In the course of development of the Water-to-Wine-o’matic, I’ve come across a way to make wine into… better wine! Apologies for the terrible cell phone pictures.
I’ll start with a brief, non-sommelier description of the situation. Actually, I’ll give an ENGINEER’s description: it all starts when grapes are fermented with yeast. While I’m sure there are some optimizations here, it probably can’t be done for cheap. After some more work I don’t care about, the wine is put into bottles with a few target characteristics. Each bottling is designed such that there’s a target time that the wine has is best drinkability because the wine changes over time in the bottle. From what I understand this is very complicated process involve all the chemicals within the bottle; some bottles age much better, and longer, than others.
Can we speed this up? In short, no, not really. However, we can induce a chemical change to improve a wine’s flavor a bit. The target wine should taste a bit young and you’ll need a french press or awesome blender.
Step 1) Pour servings of wine into french press (or blender).

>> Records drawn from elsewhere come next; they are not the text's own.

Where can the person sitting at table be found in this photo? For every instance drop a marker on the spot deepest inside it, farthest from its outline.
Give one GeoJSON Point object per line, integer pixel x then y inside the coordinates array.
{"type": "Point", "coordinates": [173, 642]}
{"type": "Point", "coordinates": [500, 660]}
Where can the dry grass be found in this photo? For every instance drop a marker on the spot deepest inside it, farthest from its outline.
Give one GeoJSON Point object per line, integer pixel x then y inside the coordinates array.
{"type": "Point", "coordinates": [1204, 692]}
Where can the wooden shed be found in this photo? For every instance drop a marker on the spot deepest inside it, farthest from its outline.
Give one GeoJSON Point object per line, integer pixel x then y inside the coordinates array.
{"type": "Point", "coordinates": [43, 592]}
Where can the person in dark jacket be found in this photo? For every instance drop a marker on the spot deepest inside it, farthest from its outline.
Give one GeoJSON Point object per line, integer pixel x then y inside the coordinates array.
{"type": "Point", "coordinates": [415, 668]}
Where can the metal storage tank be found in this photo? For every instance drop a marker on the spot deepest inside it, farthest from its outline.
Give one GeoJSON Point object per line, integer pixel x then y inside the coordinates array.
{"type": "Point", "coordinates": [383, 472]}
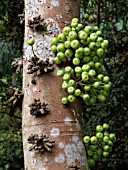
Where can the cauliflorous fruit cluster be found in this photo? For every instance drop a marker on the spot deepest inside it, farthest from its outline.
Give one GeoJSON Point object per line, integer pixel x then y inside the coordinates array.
{"type": "Point", "coordinates": [84, 48]}
{"type": "Point", "coordinates": [100, 145]}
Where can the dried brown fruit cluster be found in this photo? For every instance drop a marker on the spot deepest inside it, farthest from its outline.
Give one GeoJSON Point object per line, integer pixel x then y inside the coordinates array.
{"type": "Point", "coordinates": [16, 95]}
{"type": "Point", "coordinates": [39, 65]}
{"type": "Point", "coordinates": [17, 64]}
{"type": "Point", "coordinates": [40, 143]}
{"type": "Point", "coordinates": [37, 109]}
{"type": "Point", "coordinates": [37, 24]}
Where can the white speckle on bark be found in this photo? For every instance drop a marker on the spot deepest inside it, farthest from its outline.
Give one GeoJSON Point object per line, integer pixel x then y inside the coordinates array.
{"type": "Point", "coordinates": [55, 132]}
{"type": "Point", "coordinates": [43, 168]}
{"type": "Point", "coordinates": [59, 16]}
{"type": "Point", "coordinates": [61, 145]}
{"type": "Point", "coordinates": [54, 3]}
{"type": "Point", "coordinates": [72, 154]}
{"type": "Point", "coordinates": [34, 89]}
{"type": "Point", "coordinates": [60, 158]}
{"type": "Point", "coordinates": [41, 1]}
{"type": "Point", "coordinates": [80, 146]}
{"type": "Point", "coordinates": [32, 154]}
{"type": "Point", "coordinates": [33, 161]}
{"type": "Point", "coordinates": [33, 123]}
{"type": "Point", "coordinates": [26, 153]}
{"type": "Point", "coordinates": [75, 138]}
{"type": "Point", "coordinates": [78, 125]}
{"type": "Point", "coordinates": [27, 91]}
{"type": "Point", "coordinates": [67, 120]}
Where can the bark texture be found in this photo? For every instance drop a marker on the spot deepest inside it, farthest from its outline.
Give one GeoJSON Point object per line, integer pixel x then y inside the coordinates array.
{"type": "Point", "coordinates": [63, 124]}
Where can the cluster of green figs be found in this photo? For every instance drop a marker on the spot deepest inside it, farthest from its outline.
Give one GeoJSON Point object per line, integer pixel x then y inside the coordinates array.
{"type": "Point", "coordinates": [83, 49]}
{"type": "Point", "coordinates": [99, 146]}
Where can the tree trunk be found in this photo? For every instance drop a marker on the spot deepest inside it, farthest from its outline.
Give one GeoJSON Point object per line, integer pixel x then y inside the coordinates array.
{"type": "Point", "coordinates": [63, 124]}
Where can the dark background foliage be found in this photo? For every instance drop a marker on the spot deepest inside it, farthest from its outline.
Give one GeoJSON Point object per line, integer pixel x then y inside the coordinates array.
{"type": "Point", "coordinates": [112, 18]}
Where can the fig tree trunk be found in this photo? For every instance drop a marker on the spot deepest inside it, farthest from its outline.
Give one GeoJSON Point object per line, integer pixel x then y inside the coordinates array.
{"type": "Point", "coordinates": [62, 124]}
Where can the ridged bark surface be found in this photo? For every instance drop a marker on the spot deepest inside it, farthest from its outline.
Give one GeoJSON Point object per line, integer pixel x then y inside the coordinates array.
{"type": "Point", "coordinates": [63, 124]}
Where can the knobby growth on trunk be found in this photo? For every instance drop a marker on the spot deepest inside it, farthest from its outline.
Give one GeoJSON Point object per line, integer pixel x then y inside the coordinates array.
{"type": "Point", "coordinates": [63, 124]}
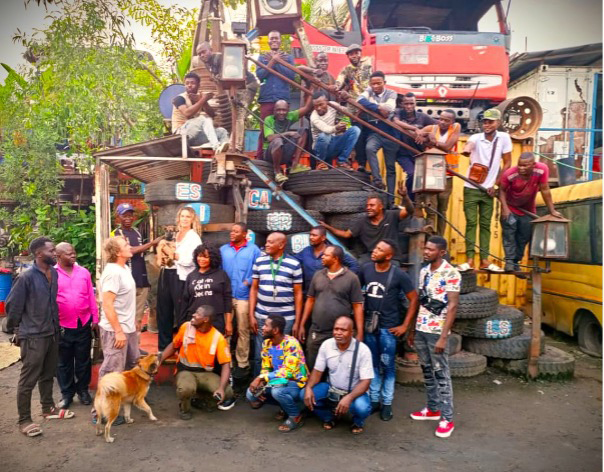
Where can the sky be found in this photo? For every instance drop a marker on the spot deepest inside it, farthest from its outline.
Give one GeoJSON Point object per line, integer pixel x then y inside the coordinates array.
{"type": "Point", "coordinates": [538, 24]}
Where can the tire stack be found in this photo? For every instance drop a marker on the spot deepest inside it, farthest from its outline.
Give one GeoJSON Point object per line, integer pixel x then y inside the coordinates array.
{"type": "Point", "coordinates": [497, 334]}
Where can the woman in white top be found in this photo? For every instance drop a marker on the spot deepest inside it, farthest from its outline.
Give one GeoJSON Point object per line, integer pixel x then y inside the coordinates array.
{"type": "Point", "coordinates": [172, 279]}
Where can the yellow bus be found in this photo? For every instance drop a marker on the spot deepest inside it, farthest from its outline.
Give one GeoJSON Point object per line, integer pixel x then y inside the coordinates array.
{"type": "Point", "coordinates": [572, 291]}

Step 2) Pump french press to froth the wine (or hit the blender on high) for about 20-30 seconds. This isn’t a consistent number between wines, of course.
Step 3) ??? Let the wine chill out and the bubbles to dissipate, I guess.
Step 4) Serve and enjoy!
Whats going on here in both the french press and the blender is the wine is getting hit with a ton more oxygen than just letting it breath in a glass. This induces some chemical changes that remove that new, young taste, giving you a slightly more mature wine. While I’d love to pass some samples through a spectrometer, I can only give a subjective observation based on my taste. It is noticeably not the same wine before the process, and personally I’d prefer it after this hackery. I’m sure some would balk at the though of this man-handling of their booze, but hey, not their kitchen.